The Pakistani cricket team toured the United States and the West Indies in July and August 2025 to play the West Indies cricket team. The tour consisted of three One Day International (ODI) and three Twenty20 International (T20I) matches. In February 2025, the Cricket West Indies (CWI) confirmed the fixtures for the tour, as a part of the 2025 home international season.
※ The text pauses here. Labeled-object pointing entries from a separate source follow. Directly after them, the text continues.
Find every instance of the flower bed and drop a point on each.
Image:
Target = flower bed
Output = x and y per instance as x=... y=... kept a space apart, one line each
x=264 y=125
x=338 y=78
West Indies registered their first ODI series win against Pakistan after 34 years.

==Squads==

| West Indies |  | Pakistan |  |
|---|---|---|---|
| ODIs | T20Is | ODIs | T20Is |
| Shai Hope (c, wk); Jewel Andrew; Jediah Blades; Keacy Carty; Roston Chase; Matthew Forde; Justin Greaves; Amir Jangoo (wk); Shamar Joseph; Brandon King; Johann Layne; Evin Lewis; Gudakesh Motie; Sherfane Rutherford; Jayden Seales; Romario Shepherd; | Shai Hope (c, wk); Jewel Andrew; Alick Athanaze; Jediah Blades; Keacy Carty; Johnson Charles (wk); Roston Chase; Matthew Forde; Jason Holder; Akeal Hosein; Shamar Joseph; Gudakesh Motie; Sherfane Rutherford; Romario Shepherd; | Mohammad Rizwan (c, wk); Salman Ali Agha (vc); Shaheen Afridi; Abrar Ahmed; Hasan Ali; Faheem Ashraf; Saim Ayub; Babar Azam; Mohammad Haris (wk); Sufiyan Muqeem; Hassan Nawaz; Mohammad Nawaz; Abdullah Shafique; Naseem Shah; Hussain Talat; Fakhar Zaman; | Salman Ali Agha (c); Shaheen Afridi; Abrar Ahmed; Hasan Ali; Faheem Ashraf; Saim Ayub; Sahibzada Farhan (wk); Mohammad Haris (wk); Sufiyan Muqeem; Hassan Nawaz; Mohammad Nawaz; Haris Rauf; Khushdil Shah; Hussain Talat; Fakhar Zaman; |

On 3 August Fakhar Zaman was ruled out of the third T20I and ODI series after sustaining a left hamstring strain during the second T20I.

On 7 August, Matthew Forde was ruled out of the ODI series due to dislocation of his left shoulder while attempting a catch during the practice session, with Johann Layne named as his replacement.